Le marché de la phycocyanine s’est fortement développé ces dernières années. De nombreux produits affichent des concentrations élevées, des promesses similaires et des arguments parfois difficiles à comparer.
Pourtant, toutes les phycocyanines ne se valent pas.
Comprendre les critères essentiels permet d’éviter les erreurs et de choisir un produit cohérent, à la fois sur le plan technique et sur le plan qualitatif.
1. L’origine de l’algue : un critère fondamental
La phycocyanine est extraite de la spiruline, une microalgue de la famille des cyanobactéries.
On distingue principalement deux types :
Arthrospira maxima
Arthrospira platensis
Point clé : La phycocyanine est naturellement présente dans Arthrospira platensis, mais pas dans Arthrospira maxima.
Conséquence : Si une phycocyanine est annoncée comme issue de maxima, cela signifie qu’il y a eu ajout de phycocyanine après extraction, généralement sous forme de poudre.
→ Pour une cohérence maximale, une phycocyanine doit être issue de platensis.
2. Les conditions de culture
La qualité de la spiruline dépend fortement de ses conditions de culture.
Une culture naturelle respecte :
un cycle jour / nuit
une saisonnalité
un temps de repos
À l’inverse, certaines cultures intensives sous éclairage permanent peuvent produire des volumes importants, mais avec une qualité différente.
Un point simple à retenir : une culture respectant le rythme naturel est généralement plus cohérente.
3. Le mode d’extraction
La phycocyanine est une molécule fragile.
Elle peut être altérée par :
la chaleur
les procédés mécaniques agressifs
certains solvants
Une extraction douce, à froid, à partir de spiruline fraîche permet de préserver au mieux la structure de la molécule.

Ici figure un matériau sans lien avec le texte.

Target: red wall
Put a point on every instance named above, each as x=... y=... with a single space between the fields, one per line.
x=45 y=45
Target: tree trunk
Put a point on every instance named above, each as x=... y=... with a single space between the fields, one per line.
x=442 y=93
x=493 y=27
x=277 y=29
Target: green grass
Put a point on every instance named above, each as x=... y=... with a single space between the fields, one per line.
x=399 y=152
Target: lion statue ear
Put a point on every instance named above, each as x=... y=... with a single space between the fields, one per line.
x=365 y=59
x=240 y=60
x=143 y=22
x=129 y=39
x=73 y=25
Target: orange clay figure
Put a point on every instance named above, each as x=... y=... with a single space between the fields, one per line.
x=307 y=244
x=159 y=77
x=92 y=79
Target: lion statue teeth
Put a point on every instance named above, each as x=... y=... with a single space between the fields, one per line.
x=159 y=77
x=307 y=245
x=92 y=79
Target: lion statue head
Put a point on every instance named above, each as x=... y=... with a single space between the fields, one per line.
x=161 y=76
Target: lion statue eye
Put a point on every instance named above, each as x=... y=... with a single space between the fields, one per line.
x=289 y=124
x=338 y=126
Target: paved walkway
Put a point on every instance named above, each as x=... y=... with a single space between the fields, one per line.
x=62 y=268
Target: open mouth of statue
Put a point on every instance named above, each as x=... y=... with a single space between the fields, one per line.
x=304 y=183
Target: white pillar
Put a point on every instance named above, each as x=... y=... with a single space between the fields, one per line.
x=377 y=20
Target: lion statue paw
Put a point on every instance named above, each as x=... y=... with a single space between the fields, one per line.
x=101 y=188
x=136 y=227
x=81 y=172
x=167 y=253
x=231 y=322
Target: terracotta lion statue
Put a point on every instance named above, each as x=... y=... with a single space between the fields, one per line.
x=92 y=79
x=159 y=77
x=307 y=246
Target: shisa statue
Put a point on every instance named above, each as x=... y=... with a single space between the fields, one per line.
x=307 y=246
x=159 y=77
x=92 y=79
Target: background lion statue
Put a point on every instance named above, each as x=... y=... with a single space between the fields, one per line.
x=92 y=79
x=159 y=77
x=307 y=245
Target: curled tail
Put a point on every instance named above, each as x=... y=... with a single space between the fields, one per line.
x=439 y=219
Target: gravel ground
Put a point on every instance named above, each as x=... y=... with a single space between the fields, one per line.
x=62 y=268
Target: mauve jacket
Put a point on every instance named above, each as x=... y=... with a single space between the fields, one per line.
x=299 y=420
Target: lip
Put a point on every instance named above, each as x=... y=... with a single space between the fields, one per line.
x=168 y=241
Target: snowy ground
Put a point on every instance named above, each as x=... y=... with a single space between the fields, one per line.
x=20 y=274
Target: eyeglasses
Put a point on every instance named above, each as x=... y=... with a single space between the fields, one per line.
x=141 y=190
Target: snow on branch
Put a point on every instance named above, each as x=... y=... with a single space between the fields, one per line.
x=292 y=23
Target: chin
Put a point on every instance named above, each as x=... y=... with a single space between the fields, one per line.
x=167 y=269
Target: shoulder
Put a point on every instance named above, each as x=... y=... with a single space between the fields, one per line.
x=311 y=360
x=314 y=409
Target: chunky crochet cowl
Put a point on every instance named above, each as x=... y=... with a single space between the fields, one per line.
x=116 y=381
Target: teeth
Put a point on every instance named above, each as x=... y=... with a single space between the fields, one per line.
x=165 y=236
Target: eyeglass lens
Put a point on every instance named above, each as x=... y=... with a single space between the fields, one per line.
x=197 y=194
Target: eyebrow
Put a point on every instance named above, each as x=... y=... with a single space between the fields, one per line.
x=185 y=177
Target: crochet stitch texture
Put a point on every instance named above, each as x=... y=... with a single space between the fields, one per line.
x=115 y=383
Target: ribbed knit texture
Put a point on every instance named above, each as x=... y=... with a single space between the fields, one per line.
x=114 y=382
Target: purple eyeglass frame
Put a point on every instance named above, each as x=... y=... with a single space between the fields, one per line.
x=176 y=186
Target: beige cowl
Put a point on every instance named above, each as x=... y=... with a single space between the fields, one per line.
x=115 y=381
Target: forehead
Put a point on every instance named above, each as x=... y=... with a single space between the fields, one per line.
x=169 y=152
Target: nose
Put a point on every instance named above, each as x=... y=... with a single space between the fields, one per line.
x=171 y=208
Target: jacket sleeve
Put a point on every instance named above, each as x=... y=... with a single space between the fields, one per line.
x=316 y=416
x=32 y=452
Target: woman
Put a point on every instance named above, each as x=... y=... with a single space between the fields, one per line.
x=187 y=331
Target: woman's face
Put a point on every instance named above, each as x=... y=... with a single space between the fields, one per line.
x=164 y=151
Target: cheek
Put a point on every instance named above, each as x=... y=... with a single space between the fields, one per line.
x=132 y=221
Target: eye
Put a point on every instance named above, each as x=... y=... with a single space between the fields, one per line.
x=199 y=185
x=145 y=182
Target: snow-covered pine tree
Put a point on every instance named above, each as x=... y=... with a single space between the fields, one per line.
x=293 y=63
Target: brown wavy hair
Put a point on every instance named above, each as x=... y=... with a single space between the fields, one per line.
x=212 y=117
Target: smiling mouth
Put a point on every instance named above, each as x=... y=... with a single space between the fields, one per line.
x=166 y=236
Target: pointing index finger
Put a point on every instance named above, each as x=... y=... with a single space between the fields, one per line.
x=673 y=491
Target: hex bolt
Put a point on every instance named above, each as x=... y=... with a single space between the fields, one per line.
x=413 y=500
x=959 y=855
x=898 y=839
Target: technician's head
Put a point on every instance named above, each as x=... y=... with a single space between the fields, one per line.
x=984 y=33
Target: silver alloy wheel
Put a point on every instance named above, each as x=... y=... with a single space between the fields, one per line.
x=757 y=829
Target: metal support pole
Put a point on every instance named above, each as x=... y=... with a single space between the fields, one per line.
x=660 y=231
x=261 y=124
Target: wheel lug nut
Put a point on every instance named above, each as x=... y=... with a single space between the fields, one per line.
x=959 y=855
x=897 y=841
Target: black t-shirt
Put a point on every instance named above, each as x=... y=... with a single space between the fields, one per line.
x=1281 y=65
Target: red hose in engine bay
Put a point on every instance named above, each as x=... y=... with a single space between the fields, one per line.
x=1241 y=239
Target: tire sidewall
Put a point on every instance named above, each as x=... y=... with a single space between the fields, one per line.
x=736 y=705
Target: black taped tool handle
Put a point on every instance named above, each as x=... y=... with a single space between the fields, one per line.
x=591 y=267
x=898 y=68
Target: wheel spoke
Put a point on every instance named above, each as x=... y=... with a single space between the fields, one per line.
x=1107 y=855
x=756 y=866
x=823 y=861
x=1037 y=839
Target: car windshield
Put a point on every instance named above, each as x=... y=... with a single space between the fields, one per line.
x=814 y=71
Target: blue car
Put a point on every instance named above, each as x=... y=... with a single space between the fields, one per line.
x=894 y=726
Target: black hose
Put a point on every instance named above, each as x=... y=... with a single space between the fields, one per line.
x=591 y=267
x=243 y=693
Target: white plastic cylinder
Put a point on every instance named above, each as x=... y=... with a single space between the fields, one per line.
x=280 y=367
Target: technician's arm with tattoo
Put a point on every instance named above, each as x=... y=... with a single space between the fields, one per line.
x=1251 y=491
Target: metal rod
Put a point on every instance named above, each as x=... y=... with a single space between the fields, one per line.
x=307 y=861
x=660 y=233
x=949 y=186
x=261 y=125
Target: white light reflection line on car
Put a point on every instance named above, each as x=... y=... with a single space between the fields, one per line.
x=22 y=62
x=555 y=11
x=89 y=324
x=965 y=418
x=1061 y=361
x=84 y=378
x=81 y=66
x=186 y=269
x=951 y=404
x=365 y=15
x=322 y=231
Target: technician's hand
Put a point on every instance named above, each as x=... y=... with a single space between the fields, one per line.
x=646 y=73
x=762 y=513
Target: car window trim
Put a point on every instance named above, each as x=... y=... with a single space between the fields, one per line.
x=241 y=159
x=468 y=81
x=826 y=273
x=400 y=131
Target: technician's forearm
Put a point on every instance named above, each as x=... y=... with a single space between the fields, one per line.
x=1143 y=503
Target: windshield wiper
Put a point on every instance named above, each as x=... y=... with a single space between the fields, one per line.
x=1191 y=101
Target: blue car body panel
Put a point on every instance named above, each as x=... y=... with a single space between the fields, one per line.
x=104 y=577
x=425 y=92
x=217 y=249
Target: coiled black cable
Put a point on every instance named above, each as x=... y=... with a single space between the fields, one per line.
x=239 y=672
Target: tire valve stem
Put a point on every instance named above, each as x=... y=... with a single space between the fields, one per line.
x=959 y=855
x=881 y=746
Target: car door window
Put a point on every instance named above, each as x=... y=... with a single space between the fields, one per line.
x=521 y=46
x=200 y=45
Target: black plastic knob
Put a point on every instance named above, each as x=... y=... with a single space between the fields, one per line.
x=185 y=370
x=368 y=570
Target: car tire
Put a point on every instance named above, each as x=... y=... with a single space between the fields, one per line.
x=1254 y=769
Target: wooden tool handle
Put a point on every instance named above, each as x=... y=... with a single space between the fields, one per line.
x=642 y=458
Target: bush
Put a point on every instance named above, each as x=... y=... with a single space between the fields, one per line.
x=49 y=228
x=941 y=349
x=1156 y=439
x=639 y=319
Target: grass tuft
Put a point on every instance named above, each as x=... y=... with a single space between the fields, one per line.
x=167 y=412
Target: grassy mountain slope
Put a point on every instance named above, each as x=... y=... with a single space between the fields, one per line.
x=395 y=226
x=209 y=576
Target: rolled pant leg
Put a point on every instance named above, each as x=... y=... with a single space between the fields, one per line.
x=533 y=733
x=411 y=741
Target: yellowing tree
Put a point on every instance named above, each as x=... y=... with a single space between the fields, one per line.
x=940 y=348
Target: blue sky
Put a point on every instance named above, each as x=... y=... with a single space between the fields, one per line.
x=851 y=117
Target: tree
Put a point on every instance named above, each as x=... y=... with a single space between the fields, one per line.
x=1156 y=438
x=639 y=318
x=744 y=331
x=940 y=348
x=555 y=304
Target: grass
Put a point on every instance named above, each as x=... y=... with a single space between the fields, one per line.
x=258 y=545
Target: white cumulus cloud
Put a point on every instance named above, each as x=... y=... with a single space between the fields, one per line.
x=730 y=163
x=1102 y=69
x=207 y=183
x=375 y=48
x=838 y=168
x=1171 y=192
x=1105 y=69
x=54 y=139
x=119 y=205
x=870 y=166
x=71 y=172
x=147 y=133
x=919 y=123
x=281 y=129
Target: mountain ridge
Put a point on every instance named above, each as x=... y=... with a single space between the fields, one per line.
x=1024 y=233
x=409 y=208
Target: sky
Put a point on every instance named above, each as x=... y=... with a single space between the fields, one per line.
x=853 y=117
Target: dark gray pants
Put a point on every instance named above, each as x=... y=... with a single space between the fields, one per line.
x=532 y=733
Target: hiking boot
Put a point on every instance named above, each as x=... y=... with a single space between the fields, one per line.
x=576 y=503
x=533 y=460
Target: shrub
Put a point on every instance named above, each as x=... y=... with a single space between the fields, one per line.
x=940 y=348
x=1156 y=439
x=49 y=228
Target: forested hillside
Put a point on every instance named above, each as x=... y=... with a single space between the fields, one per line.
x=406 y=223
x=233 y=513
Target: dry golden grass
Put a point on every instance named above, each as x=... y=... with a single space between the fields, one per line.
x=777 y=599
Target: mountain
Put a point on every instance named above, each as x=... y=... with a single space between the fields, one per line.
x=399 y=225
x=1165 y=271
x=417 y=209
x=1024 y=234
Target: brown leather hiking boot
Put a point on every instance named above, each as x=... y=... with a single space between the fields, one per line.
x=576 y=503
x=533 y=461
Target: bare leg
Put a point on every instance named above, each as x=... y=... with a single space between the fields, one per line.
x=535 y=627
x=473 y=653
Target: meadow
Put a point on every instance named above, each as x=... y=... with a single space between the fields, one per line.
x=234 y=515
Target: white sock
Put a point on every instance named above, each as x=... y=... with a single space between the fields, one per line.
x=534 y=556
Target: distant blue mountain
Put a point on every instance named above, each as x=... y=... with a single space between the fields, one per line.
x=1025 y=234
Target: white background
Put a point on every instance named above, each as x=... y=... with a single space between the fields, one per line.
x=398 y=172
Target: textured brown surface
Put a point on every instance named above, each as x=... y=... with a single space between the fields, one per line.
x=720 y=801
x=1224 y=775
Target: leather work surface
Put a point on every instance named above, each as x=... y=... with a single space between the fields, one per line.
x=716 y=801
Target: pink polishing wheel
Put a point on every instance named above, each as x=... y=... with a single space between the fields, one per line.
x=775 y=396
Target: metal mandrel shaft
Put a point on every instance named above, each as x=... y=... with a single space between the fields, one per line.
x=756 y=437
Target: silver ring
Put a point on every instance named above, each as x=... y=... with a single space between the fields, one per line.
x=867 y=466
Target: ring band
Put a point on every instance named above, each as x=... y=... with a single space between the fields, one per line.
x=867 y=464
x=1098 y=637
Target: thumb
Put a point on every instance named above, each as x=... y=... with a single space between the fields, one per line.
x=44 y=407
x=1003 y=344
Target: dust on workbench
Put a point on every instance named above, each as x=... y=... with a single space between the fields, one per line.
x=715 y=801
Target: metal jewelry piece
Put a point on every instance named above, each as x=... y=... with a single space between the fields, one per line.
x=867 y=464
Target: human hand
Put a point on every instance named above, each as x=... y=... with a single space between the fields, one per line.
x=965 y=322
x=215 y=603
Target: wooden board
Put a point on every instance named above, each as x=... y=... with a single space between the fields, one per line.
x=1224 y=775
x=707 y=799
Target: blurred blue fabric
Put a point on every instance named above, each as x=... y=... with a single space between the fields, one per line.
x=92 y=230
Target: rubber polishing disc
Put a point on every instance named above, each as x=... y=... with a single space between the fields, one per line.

→ C’est un critère rarement visible, mais déterminant.
4. Le type de phycocyanine
Le terme “phycocyanine” est souvent utilisé de manière globale.
En réalité, il existe plusieurs formes, dont :
la C-phycocyanine
d’autres formes secondaires
Point important : La majorité des études scientifiques concernent la C-phycocyanine, qui est la forme la plus recherchée.
Or : Certains produits affichent un taux global sans préciser la part réelle de C-phycocyanine.
→ Un fabricant qui précise ce taux apporte un niveau d’information supplémentaire.
5. Comment est mesurée la concentration
Les concentrations affichées (2 000 mg/L, 6 000 mg/L, 12 000 mg/L…) peuvent être obtenues de différentes manières.
Dans de nombreux cas : les taux sont estimés par calcul.
Pour une mesure précise : il est nécessaire d’utiliser des méthodes analytiques adaptées.
→ Cela explique pourquoi deux produits affichant le même taux peuvent présenter des réalités différentes.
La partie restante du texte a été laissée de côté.